Pre-Authorization Strategies for Preventing Chargebacks

A variety of pre-auth strategies can be deployed to disrupt fraud:

  • Accurate Product Descriptions: Your sales page and game descriptions should be as accurate as possible to set proper customer expectations. An indie game developer launching a game might admit that there may be some bugs, for example, but that patches will be rolled out.
  • Fraud Scoring and Filtering: A variety of tools can be used to monitor for likely fraudulent transactions. For example, you can monitor IP addresses, and if something looks suspicious, say an IP address from an overseas country, you can pause the transaction until you confirm it’s legitimate.
  • Address Verification Services: With AVS, you can check to make sure that the shipping address (say for a physical video game) matches the billing address associated with a credit or debit card. If not, you may want to take additional steps to verify the service.
  • Get Card Verification Values: If you fail to get the CVV or AVS in any card-not-present transactions, you’ll be held liable in most disputes.
  • Pre-authorization prevention offers many benefits but there are some downsides. For example, you may suffer increased false declines, meaning you stopped and could potentially lose a legitimate sale.

    Post-Authorization Chargeback Prevention

    Ideally, you’ll prevent chargebacks before you authorize the purchase. However, in some cases, a fraudulent purchase may be authorized. In fact, first-party fraud is virtually impossible to prevent in pre-auth because the cardholder is making the purchase. Even so, there are strategies that you can use to prevent a chargeback.
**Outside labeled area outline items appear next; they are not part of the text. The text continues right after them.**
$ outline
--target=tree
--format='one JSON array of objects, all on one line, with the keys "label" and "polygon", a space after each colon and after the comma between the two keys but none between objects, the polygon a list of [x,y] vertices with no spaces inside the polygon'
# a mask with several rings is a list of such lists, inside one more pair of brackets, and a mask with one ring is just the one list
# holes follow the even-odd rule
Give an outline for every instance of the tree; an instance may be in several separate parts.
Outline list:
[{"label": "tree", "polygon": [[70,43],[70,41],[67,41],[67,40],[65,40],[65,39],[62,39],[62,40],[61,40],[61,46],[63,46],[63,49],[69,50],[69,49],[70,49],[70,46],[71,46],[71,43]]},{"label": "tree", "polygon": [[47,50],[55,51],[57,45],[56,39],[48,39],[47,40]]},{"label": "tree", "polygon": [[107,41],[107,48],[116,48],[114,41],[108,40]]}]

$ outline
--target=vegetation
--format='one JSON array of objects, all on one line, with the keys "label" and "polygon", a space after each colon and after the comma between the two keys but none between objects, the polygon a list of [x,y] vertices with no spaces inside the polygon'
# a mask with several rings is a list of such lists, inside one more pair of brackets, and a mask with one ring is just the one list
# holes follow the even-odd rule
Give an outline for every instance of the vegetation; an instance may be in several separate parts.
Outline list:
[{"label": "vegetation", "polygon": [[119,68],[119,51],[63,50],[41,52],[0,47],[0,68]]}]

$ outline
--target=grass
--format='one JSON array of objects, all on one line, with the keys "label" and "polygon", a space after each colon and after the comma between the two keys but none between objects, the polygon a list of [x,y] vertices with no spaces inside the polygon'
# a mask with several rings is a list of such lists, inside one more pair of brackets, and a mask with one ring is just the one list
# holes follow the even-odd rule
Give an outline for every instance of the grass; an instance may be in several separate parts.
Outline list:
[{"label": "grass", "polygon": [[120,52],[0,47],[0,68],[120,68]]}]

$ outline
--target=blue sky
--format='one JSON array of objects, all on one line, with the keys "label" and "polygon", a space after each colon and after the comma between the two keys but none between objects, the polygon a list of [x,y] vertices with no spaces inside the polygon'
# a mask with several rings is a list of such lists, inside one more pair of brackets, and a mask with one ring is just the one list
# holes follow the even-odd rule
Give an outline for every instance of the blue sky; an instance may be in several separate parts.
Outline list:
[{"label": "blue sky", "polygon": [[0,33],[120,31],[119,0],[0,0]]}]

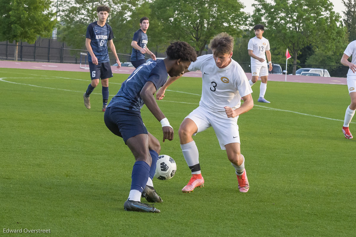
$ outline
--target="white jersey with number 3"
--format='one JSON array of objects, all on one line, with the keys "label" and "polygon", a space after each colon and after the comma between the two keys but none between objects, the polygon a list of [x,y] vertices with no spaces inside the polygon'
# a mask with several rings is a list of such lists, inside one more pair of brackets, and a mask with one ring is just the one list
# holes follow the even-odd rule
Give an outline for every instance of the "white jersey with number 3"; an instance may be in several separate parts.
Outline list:
[{"label": "white jersey with number 3", "polygon": [[224,107],[235,109],[240,107],[241,97],[252,93],[246,74],[236,61],[231,59],[226,67],[219,68],[213,54],[199,57],[188,68],[190,72],[200,70],[202,74],[201,98],[199,105],[219,117],[226,118]]},{"label": "white jersey with number 3", "polygon": [[[356,64],[356,40],[354,40],[349,44],[344,53],[349,57],[352,56],[351,63]],[[351,69],[349,69],[347,76],[356,76],[356,73],[354,73]]]},{"label": "white jersey with number 3", "polygon": [[266,50],[269,50],[269,42],[268,40],[262,37],[260,40],[257,37],[255,36],[252,39],[250,39],[248,41],[248,45],[247,49],[252,50],[253,54],[258,57],[265,59],[265,62],[261,62],[255,58],[251,57],[251,64],[255,65],[266,65],[267,64],[266,61]]}]

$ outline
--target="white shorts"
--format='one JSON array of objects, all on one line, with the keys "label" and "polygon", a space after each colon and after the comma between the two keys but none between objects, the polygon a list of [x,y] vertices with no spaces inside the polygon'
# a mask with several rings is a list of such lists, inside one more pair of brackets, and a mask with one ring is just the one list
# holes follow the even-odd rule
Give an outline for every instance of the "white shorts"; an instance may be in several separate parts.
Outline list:
[{"label": "white shorts", "polygon": [[251,72],[252,76],[263,77],[268,75],[268,68],[267,64],[266,65],[256,65],[251,64]]},{"label": "white shorts", "polygon": [[[192,120],[198,128],[197,133],[212,127],[222,150],[230,143],[240,143],[237,118],[226,118],[218,116],[214,113],[199,106],[185,117]],[[195,136],[197,133],[194,133]]]},{"label": "white shorts", "polygon": [[349,94],[351,92],[356,92],[356,76],[347,76],[347,88]]}]

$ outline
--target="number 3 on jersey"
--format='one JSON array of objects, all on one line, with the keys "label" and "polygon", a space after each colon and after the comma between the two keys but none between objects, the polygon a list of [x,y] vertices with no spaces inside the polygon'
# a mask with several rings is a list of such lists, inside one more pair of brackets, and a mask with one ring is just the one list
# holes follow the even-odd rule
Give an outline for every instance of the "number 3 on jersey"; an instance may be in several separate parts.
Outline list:
[{"label": "number 3 on jersey", "polygon": [[211,82],[210,83],[213,84],[213,85],[212,85],[213,86],[213,89],[211,89],[211,87],[210,88],[210,90],[212,91],[215,91],[216,90],[216,86],[218,85],[218,84],[217,84],[215,82],[215,81],[211,81]]}]

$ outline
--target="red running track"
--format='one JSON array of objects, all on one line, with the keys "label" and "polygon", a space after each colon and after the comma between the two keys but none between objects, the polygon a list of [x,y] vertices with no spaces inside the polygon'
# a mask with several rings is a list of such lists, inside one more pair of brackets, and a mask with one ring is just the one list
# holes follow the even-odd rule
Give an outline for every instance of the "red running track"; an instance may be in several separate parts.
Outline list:
[{"label": "red running track", "polygon": [[[14,61],[0,61],[0,68],[20,68],[22,69],[36,69],[42,70],[51,70],[53,71],[68,71],[69,72],[88,72],[88,69],[80,68],[79,64],[71,63],[41,63]],[[111,70],[113,73],[131,74],[135,68],[133,67],[123,67],[117,69],[116,67],[111,66]],[[247,78],[252,77],[251,73],[247,73]],[[345,76],[346,75],[345,75]],[[185,77],[201,77],[201,72],[200,71],[191,72],[184,74]],[[268,76],[269,81],[285,81],[284,75],[270,74]],[[304,82],[310,83],[319,83],[322,84],[335,84],[337,85],[347,85],[346,78],[324,77],[308,76],[287,75],[287,81],[289,82]]]}]

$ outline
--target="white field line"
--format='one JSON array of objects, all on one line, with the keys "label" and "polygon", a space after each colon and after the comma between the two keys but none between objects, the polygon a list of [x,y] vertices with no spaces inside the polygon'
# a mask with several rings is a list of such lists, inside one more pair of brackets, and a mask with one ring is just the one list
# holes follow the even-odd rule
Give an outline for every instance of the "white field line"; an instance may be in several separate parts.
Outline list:
[{"label": "white field line", "polygon": [[[17,73],[17,74],[24,74],[23,73]],[[32,75],[40,76],[41,77],[43,77],[43,76],[42,76],[42,75],[35,75],[35,74],[26,74],[26,75]],[[70,92],[79,92],[79,93],[83,93],[83,91],[75,91],[75,90],[67,90],[67,89],[61,89],[57,88],[51,88],[51,87],[46,87],[46,86],[37,86],[37,85],[31,85],[30,84],[24,84],[24,83],[16,83],[16,82],[12,82],[12,81],[6,81],[6,80],[4,80],[4,79],[7,79],[20,78],[20,79],[25,79],[25,78],[33,79],[33,78],[38,78],[4,77],[4,78],[0,78],[0,81],[4,81],[4,82],[7,82],[7,83],[13,83],[13,84],[19,84],[19,85],[28,85],[28,86],[35,86],[35,87],[38,87],[38,88],[44,88],[46,89],[53,89],[53,90],[64,90],[64,91],[70,91]],[[47,77],[46,79],[49,79],[54,78],[63,78],[63,79],[73,79],[73,80],[83,80],[83,81],[87,81],[88,80],[83,80],[83,79],[75,79],[75,78],[68,78],[62,77]],[[119,83],[114,83],[114,84],[119,84]],[[199,95],[199,94],[193,94],[193,93],[188,93],[187,92],[183,92],[183,91],[174,91],[174,90],[169,90],[169,91],[172,91],[172,92],[178,92],[178,93],[184,93],[188,94],[190,94],[194,95],[199,95],[199,96],[200,96],[201,95]],[[92,93],[91,94],[96,94],[96,95],[101,95],[101,93]],[[110,96],[115,96],[115,95],[109,95]],[[192,104],[192,105],[198,105],[198,104],[196,103],[189,103],[189,102],[182,102],[182,101],[170,101],[170,100],[161,100],[160,101],[163,101],[163,102],[172,102],[172,103],[180,103],[180,104]],[[336,119],[335,118],[328,118],[328,117],[322,117],[321,116],[318,116],[317,115],[313,115],[309,114],[304,114],[304,113],[300,113],[299,112],[296,112],[296,111],[292,111],[291,110],[282,110],[282,109],[275,109],[274,108],[271,108],[271,107],[268,107],[266,106],[263,106],[262,105],[254,105],[254,106],[257,106],[257,107],[261,107],[261,108],[263,108],[265,109],[268,109],[268,110],[275,110],[275,111],[283,111],[283,112],[290,112],[290,113],[293,113],[293,114],[297,114],[300,115],[305,115],[306,116],[311,116],[312,117],[316,117],[316,118],[324,118],[325,119],[328,119],[328,120],[334,120],[334,121],[341,121],[341,122],[344,122],[344,120],[341,120],[341,119]],[[351,123],[355,123],[355,122],[351,122]]]}]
  • Deflection: First-party disputes can be “deflected” by tying the cardholder to their purchase with transaction and fulfillment data. For example, when a cardholder tells their bank they never received an item, the merchant can deflect their claim with a delivery confirmation. Verifi Order Insight and Ethoca Consumer Clarity enable merchants to send such data to cardholders and their issuers are the point of inquiry.
  • Chargeback Alerts: Chargeback alerts, notify merchants that a chargeback is on its way. The merchant can then refund the transaction first, before a chargeback takes the money and tacks on fees and penalties. Alerts are also offered by Verifi and Ethoca.
  • Both deflections and alerts can effectively reduce chargebacks, saving video game developers from chargeback fees and a rising chargeback ratio.

    How Video Game Companies Can Fight Chargebacks With Representment

    If and when a merchant or video game developer gets hit with an unwarranted chargeback, they can use the chargeback dispute process, AKA representment, to challenge it. During this process, the merchant will draft a rebuttal letter, arguing that the charge in dispute was, in fact, legitimate. For example, if a customer is claiming that they never received a physical video game, but the merchant can supply a signed delivery receipt, it may prove that the goods were actually delivered.
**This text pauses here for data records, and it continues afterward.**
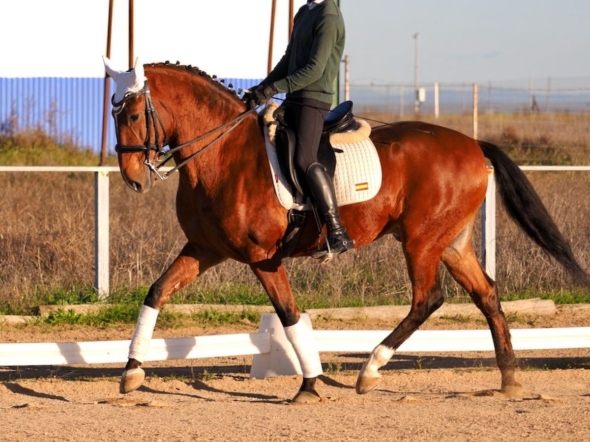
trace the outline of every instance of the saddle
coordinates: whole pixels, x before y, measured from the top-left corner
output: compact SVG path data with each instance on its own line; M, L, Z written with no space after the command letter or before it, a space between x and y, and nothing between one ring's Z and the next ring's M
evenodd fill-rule
M372 197L381 182L381 164L369 138L371 127L366 122L354 118L352 104L352 101L345 101L328 113L317 155L319 162L335 180L337 195L340 193L339 205ZM286 124L283 111L273 103L265 108L262 119L275 190L288 210L288 225L282 248L283 255L289 256L297 244L306 212L312 207L306 196L308 192L304 177L300 177L295 167L295 134ZM352 171L351 168L354 169ZM339 171L335 178L336 171ZM368 179L368 173L372 180ZM368 191L369 187L371 190Z
M275 146L279 165L285 176L290 179L300 194L306 196L308 192L304 179L300 179L300 171L295 167L295 134L284 121L284 110L277 107L273 114L277 122ZM330 143L330 136L336 133L348 133L358 130L358 121L353 118L352 101L340 103L330 111L324 120L323 129L320 139L317 159L333 179L336 159L335 151L342 152Z

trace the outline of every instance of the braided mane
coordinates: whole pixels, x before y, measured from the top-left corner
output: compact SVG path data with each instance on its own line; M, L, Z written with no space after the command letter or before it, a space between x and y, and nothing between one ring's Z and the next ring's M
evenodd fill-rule
M232 97L234 100L243 104L243 102L238 95L237 91L232 88L233 87L233 85L230 84L226 87L223 83L221 83L221 81L223 81L224 80L221 80L221 81L216 81L215 79L217 78L217 75L209 75L205 71L199 69L199 68L196 66L192 66L190 64L181 64L179 61L177 61L175 64L172 64L168 61L159 63L150 63L149 65L152 67L165 67L169 69L185 71L189 72L193 75L198 75L203 78L205 78L205 80L208 80L211 84L214 85L214 87L218 88L219 91L222 91L224 93L227 94L228 96Z

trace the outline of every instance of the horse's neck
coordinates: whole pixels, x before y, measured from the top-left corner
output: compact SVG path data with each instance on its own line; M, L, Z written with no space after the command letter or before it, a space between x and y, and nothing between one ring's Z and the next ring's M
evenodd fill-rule
M156 88L152 86L152 88L156 89L154 95L157 93L167 114L166 120L172 128L168 134L172 149L214 130L244 110L235 97L209 78L173 68L161 73L155 70L152 75L162 75L162 78L165 75L165 80L155 81ZM167 90L164 90L165 86ZM204 148L207 149L183 166L182 174L196 186L198 182L204 184L214 179L224 179L231 170L235 170L236 164L243 166L248 161L254 161L250 159L253 152L245 146L248 140L241 134L245 131L255 134L256 131L253 130L257 124L253 116L249 116L233 129L230 126L176 152L174 159L179 164ZM230 130L231 132L209 146L218 136Z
    When a merchant successfully refutes a chargeback through the dispute process, they can claw back the revenues from the sale. Unfortunately, the merchant will still be on the hook for chargeback fees and their chargeback ratio will rise. As already mentioned, if this ratio gets too high, they may be forced to pay higher processing and chargeback fees.

    Managing disputes can be time-consuming for video game companies. Dispute management platforms make it easier to manage the whole process. There are many deadlines you need to track and managing disputes probably isn’t your core business.
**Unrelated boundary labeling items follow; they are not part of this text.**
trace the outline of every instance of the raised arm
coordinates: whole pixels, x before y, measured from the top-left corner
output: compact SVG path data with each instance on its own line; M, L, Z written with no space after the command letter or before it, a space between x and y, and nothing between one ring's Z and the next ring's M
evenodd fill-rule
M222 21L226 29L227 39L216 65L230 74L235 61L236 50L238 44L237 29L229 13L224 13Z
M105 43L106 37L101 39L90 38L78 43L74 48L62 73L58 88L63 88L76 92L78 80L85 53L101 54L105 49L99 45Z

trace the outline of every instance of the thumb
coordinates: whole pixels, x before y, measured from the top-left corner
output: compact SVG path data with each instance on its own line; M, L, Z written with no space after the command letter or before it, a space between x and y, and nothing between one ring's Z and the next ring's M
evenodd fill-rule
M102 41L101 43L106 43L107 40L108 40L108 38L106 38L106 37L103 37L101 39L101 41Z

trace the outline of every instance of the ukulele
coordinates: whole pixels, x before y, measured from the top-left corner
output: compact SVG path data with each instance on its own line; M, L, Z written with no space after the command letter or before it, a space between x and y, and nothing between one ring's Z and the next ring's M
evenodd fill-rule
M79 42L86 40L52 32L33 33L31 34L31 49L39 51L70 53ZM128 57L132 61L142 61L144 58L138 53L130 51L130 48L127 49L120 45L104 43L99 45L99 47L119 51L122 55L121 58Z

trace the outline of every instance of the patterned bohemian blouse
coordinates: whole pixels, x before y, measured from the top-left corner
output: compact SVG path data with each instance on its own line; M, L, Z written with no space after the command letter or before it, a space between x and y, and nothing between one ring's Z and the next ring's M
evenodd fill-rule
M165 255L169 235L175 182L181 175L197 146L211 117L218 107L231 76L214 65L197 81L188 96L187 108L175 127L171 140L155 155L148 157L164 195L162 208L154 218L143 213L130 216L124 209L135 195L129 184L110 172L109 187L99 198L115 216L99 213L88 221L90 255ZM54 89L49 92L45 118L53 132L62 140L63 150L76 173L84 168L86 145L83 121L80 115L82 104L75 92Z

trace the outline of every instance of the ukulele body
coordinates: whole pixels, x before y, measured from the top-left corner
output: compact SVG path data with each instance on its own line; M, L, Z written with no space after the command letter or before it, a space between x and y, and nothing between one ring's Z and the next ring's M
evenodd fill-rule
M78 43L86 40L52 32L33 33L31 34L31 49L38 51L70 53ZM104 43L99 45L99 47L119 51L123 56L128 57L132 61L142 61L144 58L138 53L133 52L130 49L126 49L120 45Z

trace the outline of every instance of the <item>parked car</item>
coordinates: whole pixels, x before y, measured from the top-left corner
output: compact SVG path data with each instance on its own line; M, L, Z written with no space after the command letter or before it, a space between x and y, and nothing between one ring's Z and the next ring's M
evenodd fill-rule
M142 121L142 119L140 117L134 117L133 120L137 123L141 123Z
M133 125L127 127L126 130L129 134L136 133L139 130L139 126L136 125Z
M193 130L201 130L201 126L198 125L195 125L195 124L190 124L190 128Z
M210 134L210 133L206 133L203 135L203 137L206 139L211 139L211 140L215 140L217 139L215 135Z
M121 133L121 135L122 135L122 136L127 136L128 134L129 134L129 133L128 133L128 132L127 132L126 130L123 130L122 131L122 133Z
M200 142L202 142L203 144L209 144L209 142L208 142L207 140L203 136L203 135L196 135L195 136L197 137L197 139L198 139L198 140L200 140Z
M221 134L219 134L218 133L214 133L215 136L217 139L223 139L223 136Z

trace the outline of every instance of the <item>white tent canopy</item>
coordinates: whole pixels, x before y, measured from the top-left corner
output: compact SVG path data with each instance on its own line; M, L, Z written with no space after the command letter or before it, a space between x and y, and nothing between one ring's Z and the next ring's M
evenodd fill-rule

    Video Game Developers Need a Proactive Approach to Chargebacks

    Ultimately, fighting and preventing chargebacks is especially difficult for video game developers and merchants. Markets are intensely competitive, and many developers will want to minimize friction when gamers make purchases. Otherwise, legitimate gamers may ditch games for competitors that make payments easier. At the same time, fraud and chargebacks are a major threat, and reduced friction can grease fraudulent activities. By taking steps to prevent chargebacks, video game developers and merchants can protect their businesses. If chargebacks are inevitable, there are steps you can take to fight them.